Nicht alle Insekten fliegen

So mancher mag den Sommer gar nicht, wenn er an die Insekten denken muss, dabei sind sie zu allerhand nütze, doch in einer Wohnung haben sie nichts verloren. Fliegen nerven nicht nur, sondern können im schlimmsten Fall auch noch Krankheiten übertragen und Mücken hinterlassen juckende Stiche, die keiner wirklich braucht. Dafür gibt es guten Schutz in Form von Fliegengitter und hier hat der Markt für jeden etwas zu bieten. Schutzsysteme gibt es in einem reichhaltigen Sortiment, damit jeder die richtige Maßnahme für sich persönlich findet.

Worauf muss beim Anbau geachtet werden?

Am günstigsten sind die Fliegengitter, die mit einem Klettband ausgestattet sind. Sie werden am Fensterrahmen befestigt, das geht schnell und der Schutz kann sofort in Kraft treten. Wichtig ist hierbei nur, dass der Rahmen absolut fett- und Schmutzfrei sein soll, da ansonsten das Klettband nicht richtig halten kann. Es ist weiterhin darauf zu achten, dass sich keinerlei Löcher im Klettband befinden, sonst ist es kleineren Insekten doch möglich einen Durchschlupf zu finden.

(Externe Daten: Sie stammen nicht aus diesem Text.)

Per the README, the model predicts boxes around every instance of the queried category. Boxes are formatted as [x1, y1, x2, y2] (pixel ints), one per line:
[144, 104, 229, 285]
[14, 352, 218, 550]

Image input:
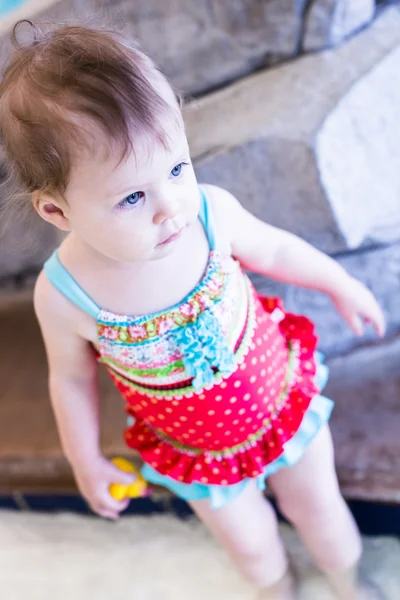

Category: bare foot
[259, 574, 298, 600]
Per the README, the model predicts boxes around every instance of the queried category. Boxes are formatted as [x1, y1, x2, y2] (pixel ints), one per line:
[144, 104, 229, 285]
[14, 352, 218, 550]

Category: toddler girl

Die Montage ist dafür kinderleicht und kann auch von einem handwerklichen Laien schnell bewältigt werden und mit einem Preis zwischen 5 und 10 Euro ist diese Variante von Insektenschutzwohl die Günstigste. Diese Methode wird auch am häufigsten genutzt, allerdings hat diese Form von Insektenschutz auch einen entscheidenden Nachteil, denn der Fliegengitter verhindert, dass durch das Fenster gegriffen werden kann. Das ist ungünstig, wenn Blumen auf der Fensterbank gegossen werden sollen.

Hochwertiger, aber etwas teurer sind sogenannte Spannrahmen als Fliegengitter Fenster. Die Spannrahmen können für jedes Fenster auf Maß gekürzt werden und dann werden die Rahmenelemente mittels einer Keilverriegelung einfach eingesetzt. Zum Fenster putzen oder Lüften ist das die beste Möglichkeit sich seinen Insektenschutz zu bauen. Dazu ist nicht einmal eine Bohrmaschine nötig, denn der Keil presst sich von innen gegen die Wand und so hält das Fliegengitter Fenster bombenfest. Der Fliegengitter selber sitzt in einer Führungsschiene und wird darin fixiert. Den Spannrahmen bekommt der Käufer in einer Art Komplett-Set, denn benötigtes Werkzeug ist bei den meisten Anbietern schon mit vorhanden.

Sind alle Fenster mit Fliegengitter gesichert, sollten auch die Türen nicht vergessen werden. Zu kaufen gibt es einfachen Insektenschutz, in Form von Vorhängen, die einfach vor die Tür gehängt werden. Diese sind in der Mehrzahl mit Lamellen ausgestattet und können auf- und zugezogen werden. Es kann hierbei allerdings vorkommen, dass sie auf Länge der Tür gekürzt werden müssen. Insektenschutz gibt es mittlerweile in jedem Bau- oder Supermarkt.

Soll es allerdings etwas Profihaftes sein, sollte der Nutzer sich an einem Fachmann wenden. Der berät nicht nur zu dem Fliegengitter selbst, sondern kann auch für einen Einbau praktische Tipps geben.